If you wait for a fire sale that may never come, you may end up paying more and have less time on the deed to enjoy your points.
 
So if they want to hit 95% in 2026, they will need somewhat better incentives to improve their sales pace.
Not necessarily.

Timeshare is a product that is sold, not bought. If the Guides are told tomorrow to push RIV, (and assuming they are not being told that today) then I would expect the volume there to increase.
 
With very rare exception, buying direct will never be cheaper than it is today.
Truer words have never been spoken.


If you wait for a fire sale that may never come, you may end up paying more and have less time on the deed to enjoy your points.
Exactly, that is the biggest understatement I know of with D\/C. Paying more for years of less points. It’s insanity.
 

It does make you wonder how sustainable the future of DVC is truly.... Personally, I think LSL is going to be extremely telling on that front...
It’s going to have a gazillion points to sell at a not ideal location from a transportation perspective.
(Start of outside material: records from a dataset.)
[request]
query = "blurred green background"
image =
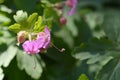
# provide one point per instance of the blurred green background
(91, 38)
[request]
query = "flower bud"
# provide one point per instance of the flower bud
(63, 20)
(59, 6)
(21, 37)
(69, 3)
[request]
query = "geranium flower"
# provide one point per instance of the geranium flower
(72, 4)
(46, 36)
(36, 46)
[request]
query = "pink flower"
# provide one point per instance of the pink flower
(36, 46)
(46, 36)
(72, 4)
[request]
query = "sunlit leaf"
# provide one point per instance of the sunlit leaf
(83, 77)
(1, 74)
(21, 17)
(15, 27)
(110, 71)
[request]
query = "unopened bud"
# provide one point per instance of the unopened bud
(21, 37)
(63, 20)
(63, 49)
(69, 3)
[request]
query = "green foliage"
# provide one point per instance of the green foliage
(91, 39)
(30, 63)
(110, 71)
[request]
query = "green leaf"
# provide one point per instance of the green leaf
(7, 56)
(31, 20)
(83, 77)
(21, 17)
(30, 63)
(1, 74)
(111, 71)
(15, 27)
(111, 25)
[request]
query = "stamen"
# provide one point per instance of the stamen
(61, 50)
(35, 62)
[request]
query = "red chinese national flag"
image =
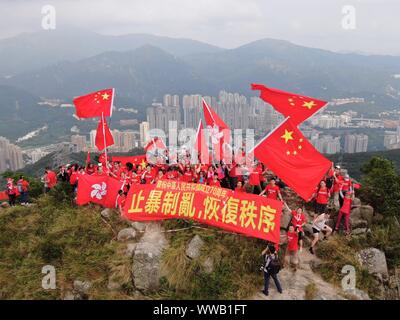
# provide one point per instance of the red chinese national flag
(200, 144)
(293, 158)
(102, 190)
(298, 108)
(95, 104)
(104, 137)
(219, 131)
(155, 143)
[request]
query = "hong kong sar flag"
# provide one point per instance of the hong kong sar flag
(95, 104)
(293, 159)
(102, 190)
(299, 108)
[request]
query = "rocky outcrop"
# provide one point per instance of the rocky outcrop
(147, 258)
(193, 249)
(126, 234)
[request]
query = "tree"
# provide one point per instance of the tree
(381, 186)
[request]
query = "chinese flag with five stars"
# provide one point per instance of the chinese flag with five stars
(293, 159)
(104, 137)
(219, 131)
(298, 108)
(95, 104)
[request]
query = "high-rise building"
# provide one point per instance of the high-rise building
(144, 133)
(355, 143)
(10, 156)
(78, 143)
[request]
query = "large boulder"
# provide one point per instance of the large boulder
(126, 234)
(374, 261)
(193, 249)
(147, 259)
(367, 213)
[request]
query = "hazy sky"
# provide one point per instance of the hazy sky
(225, 23)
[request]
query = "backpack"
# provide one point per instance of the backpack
(274, 265)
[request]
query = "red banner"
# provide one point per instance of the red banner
(240, 212)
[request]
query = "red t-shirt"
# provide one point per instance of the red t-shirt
(323, 196)
(272, 191)
(214, 183)
(346, 208)
(298, 219)
(293, 241)
(254, 178)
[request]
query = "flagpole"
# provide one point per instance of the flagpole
(104, 139)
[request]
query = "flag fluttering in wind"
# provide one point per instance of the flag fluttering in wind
(293, 158)
(200, 144)
(95, 104)
(155, 143)
(219, 130)
(102, 190)
(299, 108)
(104, 137)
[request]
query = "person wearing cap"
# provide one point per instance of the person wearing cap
(345, 212)
(346, 186)
(337, 183)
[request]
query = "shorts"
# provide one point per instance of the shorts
(320, 208)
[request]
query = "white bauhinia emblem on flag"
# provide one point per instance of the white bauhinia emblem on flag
(99, 190)
(215, 134)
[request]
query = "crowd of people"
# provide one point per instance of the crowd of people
(335, 191)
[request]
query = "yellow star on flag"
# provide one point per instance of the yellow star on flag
(105, 96)
(287, 136)
(309, 104)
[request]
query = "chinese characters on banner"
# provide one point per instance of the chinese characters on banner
(244, 213)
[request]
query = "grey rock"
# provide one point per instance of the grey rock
(193, 249)
(375, 262)
(130, 249)
(126, 234)
(208, 265)
(367, 213)
(82, 287)
(139, 226)
(146, 268)
(106, 213)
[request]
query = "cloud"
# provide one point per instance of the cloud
(227, 23)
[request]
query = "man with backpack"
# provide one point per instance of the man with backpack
(271, 268)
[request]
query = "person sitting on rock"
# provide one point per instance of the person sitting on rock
(345, 212)
(319, 225)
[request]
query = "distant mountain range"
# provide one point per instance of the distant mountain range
(143, 68)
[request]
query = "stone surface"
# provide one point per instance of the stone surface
(118, 277)
(106, 213)
(208, 265)
(82, 287)
(147, 258)
(375, 262)
(367, 213)
(193, 249)
(139, 226)
(130, 249)
(126, 234)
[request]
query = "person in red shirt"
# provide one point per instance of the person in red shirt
(293, 247)
(254, 180)
(214, 182)
(239, 187)
(298, 221)
(121, 199)
(272, 191)
(345, 211)
(321, 196)
(23, 186)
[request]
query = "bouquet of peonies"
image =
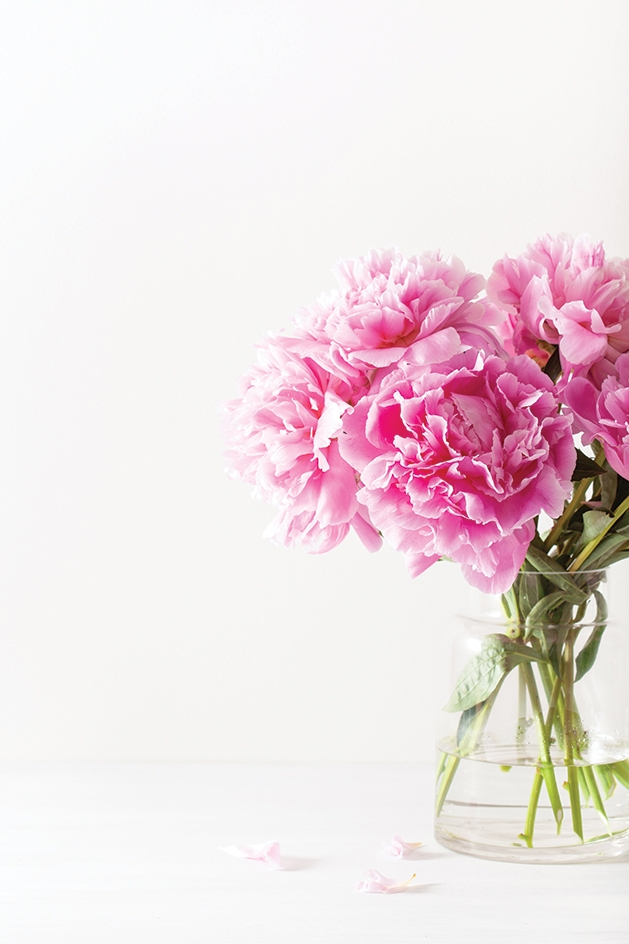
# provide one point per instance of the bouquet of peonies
(415, 404)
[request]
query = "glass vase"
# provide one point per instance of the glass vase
(533, 752)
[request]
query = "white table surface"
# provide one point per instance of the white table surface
(129, 853)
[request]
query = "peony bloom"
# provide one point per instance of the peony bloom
(604, 414)
(389, 310)
(565, 292)
(456, 461)
(283, 436)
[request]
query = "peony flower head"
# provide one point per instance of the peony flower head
(565, 292)
(283, 439)
(390, 310)
(604, 414)
(457, 460)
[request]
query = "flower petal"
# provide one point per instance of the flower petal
(266, 852)
(373, 882)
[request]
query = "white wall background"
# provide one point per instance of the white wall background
(176, 178)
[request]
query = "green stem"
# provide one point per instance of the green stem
(529, 825)
(578, 562)
(569, 735)
(599, 806)
(449, 770)
(621, 772)
(569, 510)
(547, 769)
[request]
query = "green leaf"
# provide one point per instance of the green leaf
(556, 574)
(587, 657)
(485, 671)
(541, 610)
(609, 546)
(586, 468)
(609, 487)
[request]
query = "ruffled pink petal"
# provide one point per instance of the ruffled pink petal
(373, 882)
(266, 852)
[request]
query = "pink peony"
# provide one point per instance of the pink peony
(565, 292)
(456, 461)
(390, 309)
(283, 436)
(604, 414)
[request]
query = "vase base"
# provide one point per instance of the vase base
(607, 847)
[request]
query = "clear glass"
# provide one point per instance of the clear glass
(537, 770)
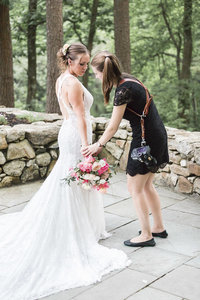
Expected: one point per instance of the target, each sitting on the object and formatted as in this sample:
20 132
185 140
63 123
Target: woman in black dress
131 95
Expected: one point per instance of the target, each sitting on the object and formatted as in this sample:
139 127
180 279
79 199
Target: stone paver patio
169 271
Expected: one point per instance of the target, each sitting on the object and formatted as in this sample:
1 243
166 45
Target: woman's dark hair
69 51
109 65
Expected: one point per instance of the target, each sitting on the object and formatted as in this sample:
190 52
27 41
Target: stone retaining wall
29 152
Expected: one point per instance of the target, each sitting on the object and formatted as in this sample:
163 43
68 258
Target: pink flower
96 166
103 169
90 159
85 167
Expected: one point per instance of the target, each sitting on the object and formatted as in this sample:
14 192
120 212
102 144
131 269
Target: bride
52 245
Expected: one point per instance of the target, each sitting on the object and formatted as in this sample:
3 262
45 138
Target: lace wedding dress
52 244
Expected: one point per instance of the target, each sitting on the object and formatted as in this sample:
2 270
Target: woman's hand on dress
90 150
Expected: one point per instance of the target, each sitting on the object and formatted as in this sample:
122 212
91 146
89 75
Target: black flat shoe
149 243
162 235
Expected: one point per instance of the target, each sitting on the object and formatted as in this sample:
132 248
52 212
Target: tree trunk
122 33
54 43
184 99
31 44
91 35
6 63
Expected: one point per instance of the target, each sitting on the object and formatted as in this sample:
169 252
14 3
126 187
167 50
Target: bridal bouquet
91 173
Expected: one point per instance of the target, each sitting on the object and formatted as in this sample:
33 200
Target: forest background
157 41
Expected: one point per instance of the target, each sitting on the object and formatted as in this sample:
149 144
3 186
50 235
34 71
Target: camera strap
145 111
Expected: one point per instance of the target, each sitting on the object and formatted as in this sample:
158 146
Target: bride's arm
75 98
117 115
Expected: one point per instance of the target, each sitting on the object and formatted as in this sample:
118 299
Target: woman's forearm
107 135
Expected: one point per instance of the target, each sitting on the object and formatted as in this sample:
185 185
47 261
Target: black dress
134 95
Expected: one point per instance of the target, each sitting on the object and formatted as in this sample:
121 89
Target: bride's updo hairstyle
108 64
70 51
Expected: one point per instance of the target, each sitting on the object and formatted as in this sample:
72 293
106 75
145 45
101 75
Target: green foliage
152 50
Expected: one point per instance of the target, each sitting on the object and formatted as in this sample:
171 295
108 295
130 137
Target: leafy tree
54 43
122 33
6 65
31 47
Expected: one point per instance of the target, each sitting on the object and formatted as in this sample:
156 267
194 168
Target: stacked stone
117 149
183 172
27 152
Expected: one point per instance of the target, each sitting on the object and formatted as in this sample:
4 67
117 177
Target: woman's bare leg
136 187
153 202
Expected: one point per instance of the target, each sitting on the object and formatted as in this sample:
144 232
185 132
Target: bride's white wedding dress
52 244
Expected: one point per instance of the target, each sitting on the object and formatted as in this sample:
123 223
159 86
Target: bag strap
145 111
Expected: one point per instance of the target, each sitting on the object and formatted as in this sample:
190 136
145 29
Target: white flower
102 163
89 177
86 186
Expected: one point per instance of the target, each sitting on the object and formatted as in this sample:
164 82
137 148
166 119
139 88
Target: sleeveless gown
52 244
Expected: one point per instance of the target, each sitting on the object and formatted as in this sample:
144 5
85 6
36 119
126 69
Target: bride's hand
90 150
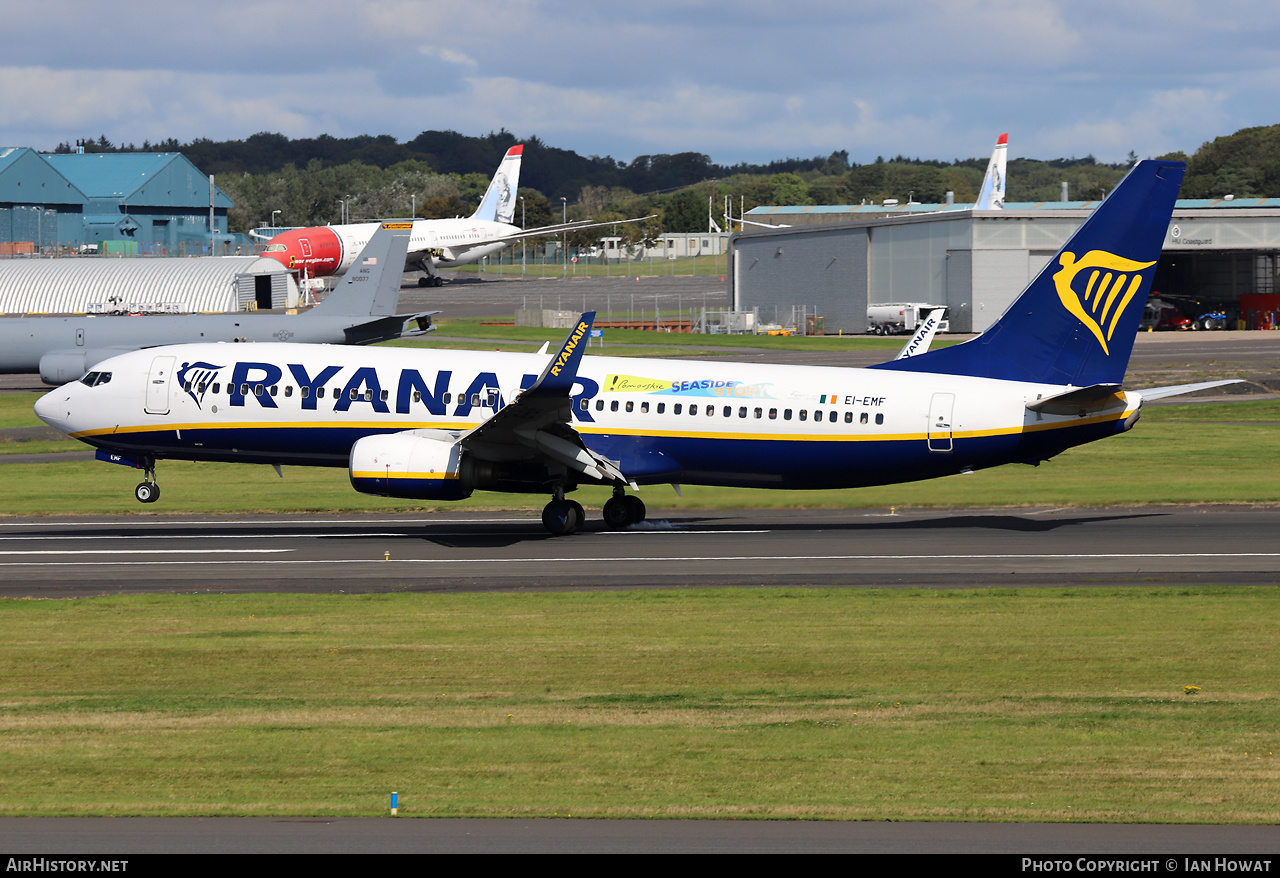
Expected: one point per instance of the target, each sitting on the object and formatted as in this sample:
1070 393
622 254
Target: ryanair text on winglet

Also, Disney seems to have built up a lot of lodging capacity without expanding the theme park capacity at the same time….

It will be interesting…..
 
I think it's more likely that PIT will have a fire sale--than RIV. I can't imagine that DVD is thrilled at the prospect of having two MK area properties actively on sale at the same time. The RIV/PIT split made a little sense ("so does your family want easy access to EPCOT/STUDIOS or MK?"). But having two big MK-area towers (I'm guessing with rooms that look pretty similar) will be more difficult to manage (and might even produce fewer sales) than focusing all sales power on LSL. It'll be even more messy if there's a meaningful difference in the point charts.
I was also thinking along these lines…but then I was thinking if LSL lags PVB, they might just raise PVB pricing instead to help them promote LSL as a great value.
 
As long as Disney's parks and resorts are among the most desirable vacation destinations on the planet, there will always be demand for the product.
I agree there will always be some demand…but pricing is a combination of supply and demand…resale prices have been (at best!) stagnant over the past few years so bringing a giant new resort online will dramatically increase the supply of points— will there be new demand to match it or will price decline?

Relatedly— do we have any idea how much of LSL will be DVC? My guess would have been all but it sounded like people with more information than me thought some will be hotel?

Bringing myself back on topic— I do not expect a big close out sale at RIV, though I do think Disney would be smart to incentivize big contracts (that are not broken up in to 50-100 chunks) to (a) better balance demand at a restricted resort and (b) make it easier for them to ROFR big contracts at lower prices down the line.
 
And Riviera is being raised $8 a point too
Currently the existing member incentive delta between RIV and POLY is $13 (150 pts) and $14 (200 pts) per point. With them both receiving an 8 dollar starting price increase, DVD could conceivably just bump the RIV incentive by $7 point. That would increase the discount to Poly to $20/21 per point. The guides would talk about how great a deal it is and technically the fire sale would be $1 per point more expensive than current but a direct RiV purchase would look about $3k cheaper than Poly versus the current $2k difference. I’m not sure this would sell more total points, but it could shift the mix towards RIV to help it sell out faster.